At 12:33 p.m. ET, the Dow Jones industrial average was up 2.94 points, or 0.02 percent, at 18,007.1, the S&P 500 was down 0.58 points, or 0.03 percent, at 2,093.76 and the Nasdaq Composite was down 37.99 points, or 0.77 percent, at 4,922.03.
Six of the 10 major S&P sectors were higher, led by a 1.38 percent rise in the materials sector. Energy was up 1.30 percent.
Johnson & Johnson rose 1.8 percent to $112.88 after it reported a marginal growth in quarterly sales. The stock was the biggest positive influence on the S&P 500 and the Dow.
Goldman Sachs shares were up 1.5 percent at $161.38 after the bank reported a better-than-expected quarterly profit.

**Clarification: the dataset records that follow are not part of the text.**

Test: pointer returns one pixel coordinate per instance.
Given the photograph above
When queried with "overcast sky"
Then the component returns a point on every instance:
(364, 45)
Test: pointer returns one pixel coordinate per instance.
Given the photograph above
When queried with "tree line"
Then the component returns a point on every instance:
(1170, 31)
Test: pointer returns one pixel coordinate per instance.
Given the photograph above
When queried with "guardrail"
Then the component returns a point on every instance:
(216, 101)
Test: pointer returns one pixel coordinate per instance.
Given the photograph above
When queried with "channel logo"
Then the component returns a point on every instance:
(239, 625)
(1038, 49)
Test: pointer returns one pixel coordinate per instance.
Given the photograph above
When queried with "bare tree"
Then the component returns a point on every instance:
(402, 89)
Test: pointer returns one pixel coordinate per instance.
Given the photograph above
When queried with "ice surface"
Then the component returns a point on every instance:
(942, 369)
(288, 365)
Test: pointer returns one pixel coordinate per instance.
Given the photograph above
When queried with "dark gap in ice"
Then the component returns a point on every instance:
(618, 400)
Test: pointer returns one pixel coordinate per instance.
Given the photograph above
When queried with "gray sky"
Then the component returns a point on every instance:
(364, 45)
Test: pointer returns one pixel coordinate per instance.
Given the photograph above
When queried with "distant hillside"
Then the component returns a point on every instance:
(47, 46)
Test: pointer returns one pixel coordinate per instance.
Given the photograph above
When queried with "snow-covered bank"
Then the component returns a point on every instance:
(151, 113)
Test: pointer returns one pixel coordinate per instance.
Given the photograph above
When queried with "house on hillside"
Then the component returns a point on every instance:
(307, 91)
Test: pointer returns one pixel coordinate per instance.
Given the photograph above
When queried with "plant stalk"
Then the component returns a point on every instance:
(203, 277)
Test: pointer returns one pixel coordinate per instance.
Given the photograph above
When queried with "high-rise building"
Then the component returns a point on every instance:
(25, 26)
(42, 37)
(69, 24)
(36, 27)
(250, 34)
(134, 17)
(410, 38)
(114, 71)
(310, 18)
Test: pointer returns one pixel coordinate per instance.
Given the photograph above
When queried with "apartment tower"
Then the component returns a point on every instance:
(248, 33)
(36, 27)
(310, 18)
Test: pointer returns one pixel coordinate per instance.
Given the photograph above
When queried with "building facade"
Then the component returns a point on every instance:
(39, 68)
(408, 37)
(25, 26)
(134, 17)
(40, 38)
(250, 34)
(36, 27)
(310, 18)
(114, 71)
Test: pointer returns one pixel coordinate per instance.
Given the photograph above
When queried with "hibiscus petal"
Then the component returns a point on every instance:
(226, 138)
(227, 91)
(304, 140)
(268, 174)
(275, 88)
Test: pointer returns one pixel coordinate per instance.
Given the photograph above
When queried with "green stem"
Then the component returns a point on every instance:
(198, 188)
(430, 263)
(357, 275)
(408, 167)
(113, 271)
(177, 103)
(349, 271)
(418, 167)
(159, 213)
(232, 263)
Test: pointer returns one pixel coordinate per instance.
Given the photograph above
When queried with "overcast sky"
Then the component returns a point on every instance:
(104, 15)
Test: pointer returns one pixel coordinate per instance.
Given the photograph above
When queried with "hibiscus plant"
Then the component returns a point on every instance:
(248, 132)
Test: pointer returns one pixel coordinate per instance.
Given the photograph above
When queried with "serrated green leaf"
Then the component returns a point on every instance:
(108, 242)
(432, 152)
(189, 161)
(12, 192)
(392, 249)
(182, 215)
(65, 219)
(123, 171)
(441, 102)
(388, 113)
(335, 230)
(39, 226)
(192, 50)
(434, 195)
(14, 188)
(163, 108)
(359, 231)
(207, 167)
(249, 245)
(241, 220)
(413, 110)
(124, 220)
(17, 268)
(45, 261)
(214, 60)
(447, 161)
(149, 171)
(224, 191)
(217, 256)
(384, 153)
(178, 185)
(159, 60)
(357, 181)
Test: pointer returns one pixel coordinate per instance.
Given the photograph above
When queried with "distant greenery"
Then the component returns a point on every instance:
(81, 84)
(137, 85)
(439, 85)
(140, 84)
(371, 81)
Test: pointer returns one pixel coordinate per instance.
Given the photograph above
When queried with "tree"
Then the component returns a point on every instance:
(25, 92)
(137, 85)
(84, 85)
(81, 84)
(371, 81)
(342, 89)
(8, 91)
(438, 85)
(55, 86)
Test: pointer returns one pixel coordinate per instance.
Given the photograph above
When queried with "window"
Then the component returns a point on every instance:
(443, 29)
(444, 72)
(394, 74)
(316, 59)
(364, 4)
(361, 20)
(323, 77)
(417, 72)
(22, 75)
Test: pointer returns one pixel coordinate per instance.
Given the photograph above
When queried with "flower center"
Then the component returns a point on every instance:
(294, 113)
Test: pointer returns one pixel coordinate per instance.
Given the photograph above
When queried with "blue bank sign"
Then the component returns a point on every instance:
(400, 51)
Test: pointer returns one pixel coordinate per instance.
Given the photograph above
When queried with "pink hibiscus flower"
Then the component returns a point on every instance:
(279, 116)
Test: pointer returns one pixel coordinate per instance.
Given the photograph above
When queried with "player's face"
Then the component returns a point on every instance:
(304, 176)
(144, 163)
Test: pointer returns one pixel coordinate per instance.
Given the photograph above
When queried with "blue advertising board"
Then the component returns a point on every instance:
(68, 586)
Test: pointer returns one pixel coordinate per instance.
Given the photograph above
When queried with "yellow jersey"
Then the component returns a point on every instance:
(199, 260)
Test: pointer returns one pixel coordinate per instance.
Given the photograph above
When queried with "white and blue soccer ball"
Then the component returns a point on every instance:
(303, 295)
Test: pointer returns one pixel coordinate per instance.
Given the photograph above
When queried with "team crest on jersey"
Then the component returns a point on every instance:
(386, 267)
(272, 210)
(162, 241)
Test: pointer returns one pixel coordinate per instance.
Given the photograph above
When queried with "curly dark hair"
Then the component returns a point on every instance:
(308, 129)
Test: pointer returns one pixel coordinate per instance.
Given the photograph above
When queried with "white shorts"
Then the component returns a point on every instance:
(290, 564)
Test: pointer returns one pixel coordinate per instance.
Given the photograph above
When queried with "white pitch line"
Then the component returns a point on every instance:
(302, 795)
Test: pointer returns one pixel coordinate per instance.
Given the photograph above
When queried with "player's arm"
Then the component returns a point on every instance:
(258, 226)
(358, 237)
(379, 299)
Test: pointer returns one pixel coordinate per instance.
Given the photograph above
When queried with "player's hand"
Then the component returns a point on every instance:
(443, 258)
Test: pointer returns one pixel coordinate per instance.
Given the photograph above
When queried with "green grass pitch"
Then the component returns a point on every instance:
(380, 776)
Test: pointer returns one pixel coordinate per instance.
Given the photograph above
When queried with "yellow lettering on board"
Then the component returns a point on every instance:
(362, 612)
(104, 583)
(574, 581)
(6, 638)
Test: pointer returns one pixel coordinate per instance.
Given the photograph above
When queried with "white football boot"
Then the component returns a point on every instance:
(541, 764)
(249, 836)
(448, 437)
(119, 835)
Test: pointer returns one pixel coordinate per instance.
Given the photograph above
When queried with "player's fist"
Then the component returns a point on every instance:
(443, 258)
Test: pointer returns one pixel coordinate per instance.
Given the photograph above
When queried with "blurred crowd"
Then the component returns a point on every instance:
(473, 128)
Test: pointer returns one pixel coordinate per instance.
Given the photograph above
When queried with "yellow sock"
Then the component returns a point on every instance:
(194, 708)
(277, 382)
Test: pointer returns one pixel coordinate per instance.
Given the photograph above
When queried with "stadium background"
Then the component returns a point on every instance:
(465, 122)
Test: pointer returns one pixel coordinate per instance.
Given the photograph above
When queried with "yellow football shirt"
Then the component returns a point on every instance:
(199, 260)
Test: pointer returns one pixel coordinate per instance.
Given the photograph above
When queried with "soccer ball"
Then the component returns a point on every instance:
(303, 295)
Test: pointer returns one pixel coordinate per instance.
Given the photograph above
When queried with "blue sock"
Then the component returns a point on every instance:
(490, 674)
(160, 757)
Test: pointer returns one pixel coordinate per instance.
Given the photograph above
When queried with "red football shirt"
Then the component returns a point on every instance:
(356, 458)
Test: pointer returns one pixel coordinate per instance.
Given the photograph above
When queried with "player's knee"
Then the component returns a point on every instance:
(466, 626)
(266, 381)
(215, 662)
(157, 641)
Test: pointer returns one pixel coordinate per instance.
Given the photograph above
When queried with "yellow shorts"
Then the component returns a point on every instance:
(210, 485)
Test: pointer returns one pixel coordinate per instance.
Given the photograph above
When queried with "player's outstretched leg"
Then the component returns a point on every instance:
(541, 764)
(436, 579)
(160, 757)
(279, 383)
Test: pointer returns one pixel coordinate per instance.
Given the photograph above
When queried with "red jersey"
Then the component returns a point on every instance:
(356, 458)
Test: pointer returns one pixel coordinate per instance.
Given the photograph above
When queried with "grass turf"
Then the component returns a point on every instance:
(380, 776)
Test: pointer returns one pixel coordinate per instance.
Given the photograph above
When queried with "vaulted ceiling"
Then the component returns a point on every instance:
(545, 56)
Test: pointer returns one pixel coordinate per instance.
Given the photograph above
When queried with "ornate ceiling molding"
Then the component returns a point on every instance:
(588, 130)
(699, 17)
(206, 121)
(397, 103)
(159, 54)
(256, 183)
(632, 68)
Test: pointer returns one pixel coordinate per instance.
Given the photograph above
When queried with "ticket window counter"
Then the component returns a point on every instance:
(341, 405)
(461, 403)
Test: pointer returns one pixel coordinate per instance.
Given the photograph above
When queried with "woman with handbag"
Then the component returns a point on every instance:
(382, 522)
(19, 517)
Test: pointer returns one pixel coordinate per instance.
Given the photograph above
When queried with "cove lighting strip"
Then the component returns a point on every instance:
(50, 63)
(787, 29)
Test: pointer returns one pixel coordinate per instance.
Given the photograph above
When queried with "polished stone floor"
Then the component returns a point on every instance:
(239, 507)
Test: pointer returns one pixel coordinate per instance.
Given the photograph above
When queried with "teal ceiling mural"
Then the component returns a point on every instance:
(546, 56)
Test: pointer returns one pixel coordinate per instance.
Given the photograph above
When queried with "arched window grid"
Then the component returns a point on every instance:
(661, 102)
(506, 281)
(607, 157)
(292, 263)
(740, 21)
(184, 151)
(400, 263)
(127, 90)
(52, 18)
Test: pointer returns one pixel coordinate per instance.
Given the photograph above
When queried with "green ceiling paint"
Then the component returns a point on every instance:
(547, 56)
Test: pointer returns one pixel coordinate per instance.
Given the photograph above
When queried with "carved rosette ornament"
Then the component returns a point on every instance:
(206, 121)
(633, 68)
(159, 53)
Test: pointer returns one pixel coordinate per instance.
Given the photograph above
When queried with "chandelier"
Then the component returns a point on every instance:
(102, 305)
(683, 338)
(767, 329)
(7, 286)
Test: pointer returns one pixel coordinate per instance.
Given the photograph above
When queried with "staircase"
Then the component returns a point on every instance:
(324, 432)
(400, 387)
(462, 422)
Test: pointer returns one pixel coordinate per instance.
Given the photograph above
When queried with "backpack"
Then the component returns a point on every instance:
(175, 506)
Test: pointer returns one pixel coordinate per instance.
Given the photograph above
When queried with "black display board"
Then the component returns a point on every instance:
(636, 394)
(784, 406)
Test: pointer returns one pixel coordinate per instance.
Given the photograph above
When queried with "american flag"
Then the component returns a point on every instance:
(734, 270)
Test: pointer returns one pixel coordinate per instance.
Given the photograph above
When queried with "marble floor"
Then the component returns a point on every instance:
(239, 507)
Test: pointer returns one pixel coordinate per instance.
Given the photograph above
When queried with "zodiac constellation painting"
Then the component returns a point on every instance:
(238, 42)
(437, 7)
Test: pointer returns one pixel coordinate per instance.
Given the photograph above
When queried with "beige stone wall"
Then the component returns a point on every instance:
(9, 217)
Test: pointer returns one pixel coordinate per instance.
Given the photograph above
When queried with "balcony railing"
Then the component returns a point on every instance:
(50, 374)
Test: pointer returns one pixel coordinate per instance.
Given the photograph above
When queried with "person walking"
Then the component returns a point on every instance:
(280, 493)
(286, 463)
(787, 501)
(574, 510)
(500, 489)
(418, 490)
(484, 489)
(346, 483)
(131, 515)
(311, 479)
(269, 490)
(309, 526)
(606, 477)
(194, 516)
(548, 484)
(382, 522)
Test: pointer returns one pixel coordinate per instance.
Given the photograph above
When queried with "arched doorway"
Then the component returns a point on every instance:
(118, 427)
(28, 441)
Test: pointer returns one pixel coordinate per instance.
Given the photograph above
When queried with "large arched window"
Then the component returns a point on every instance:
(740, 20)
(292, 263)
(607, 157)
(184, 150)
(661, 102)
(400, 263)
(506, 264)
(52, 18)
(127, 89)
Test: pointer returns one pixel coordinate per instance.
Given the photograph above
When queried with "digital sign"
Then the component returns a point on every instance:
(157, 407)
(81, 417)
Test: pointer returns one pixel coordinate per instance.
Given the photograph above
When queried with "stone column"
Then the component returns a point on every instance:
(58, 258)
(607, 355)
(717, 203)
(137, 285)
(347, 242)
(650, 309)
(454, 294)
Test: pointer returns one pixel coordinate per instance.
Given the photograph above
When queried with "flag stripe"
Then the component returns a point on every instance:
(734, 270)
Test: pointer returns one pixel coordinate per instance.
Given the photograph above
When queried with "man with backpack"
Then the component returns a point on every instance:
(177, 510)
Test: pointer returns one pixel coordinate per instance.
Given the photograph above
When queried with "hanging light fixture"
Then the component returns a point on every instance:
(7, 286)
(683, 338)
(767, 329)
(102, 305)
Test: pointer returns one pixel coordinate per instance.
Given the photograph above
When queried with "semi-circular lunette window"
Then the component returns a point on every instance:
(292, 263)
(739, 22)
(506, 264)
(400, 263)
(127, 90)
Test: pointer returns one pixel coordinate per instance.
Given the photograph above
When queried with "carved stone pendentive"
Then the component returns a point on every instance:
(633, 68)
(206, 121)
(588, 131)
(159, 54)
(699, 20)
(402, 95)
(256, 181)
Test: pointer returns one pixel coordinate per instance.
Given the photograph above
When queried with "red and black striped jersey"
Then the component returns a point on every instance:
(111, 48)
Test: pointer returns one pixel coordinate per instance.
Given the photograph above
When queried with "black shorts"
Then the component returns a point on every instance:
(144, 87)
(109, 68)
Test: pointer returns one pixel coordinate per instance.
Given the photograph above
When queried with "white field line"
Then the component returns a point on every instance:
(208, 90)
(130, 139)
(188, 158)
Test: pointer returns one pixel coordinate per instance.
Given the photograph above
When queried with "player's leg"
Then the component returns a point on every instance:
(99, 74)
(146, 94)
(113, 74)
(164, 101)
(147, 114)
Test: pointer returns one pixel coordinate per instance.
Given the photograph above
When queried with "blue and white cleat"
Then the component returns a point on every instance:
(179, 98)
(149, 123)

Other bank stocks also rose. Bank of America, JP Morgan, Morgan Stanley and Wells Fargo were all up about 1.5 percent.
IBM fell 6.2 percent to $143.10 after it reported its worst quarterly revenue in 14 years, and was the biggest drag on the Dow and S&P 500.
Netflix shares were down 10 percent at $97.52 after the video streaming service's subscriber forecast missed estimates.
Advancing issues outnumbered decliners on the NYSE by 1,854 to 1,076. On the Nasdaq, 1,375 issues rose and 1,350 fell.
The S&P 500 index showed 43 new 52-week highs and no new lows, while the Nasdaq recorded 55 new highs and 17 lows.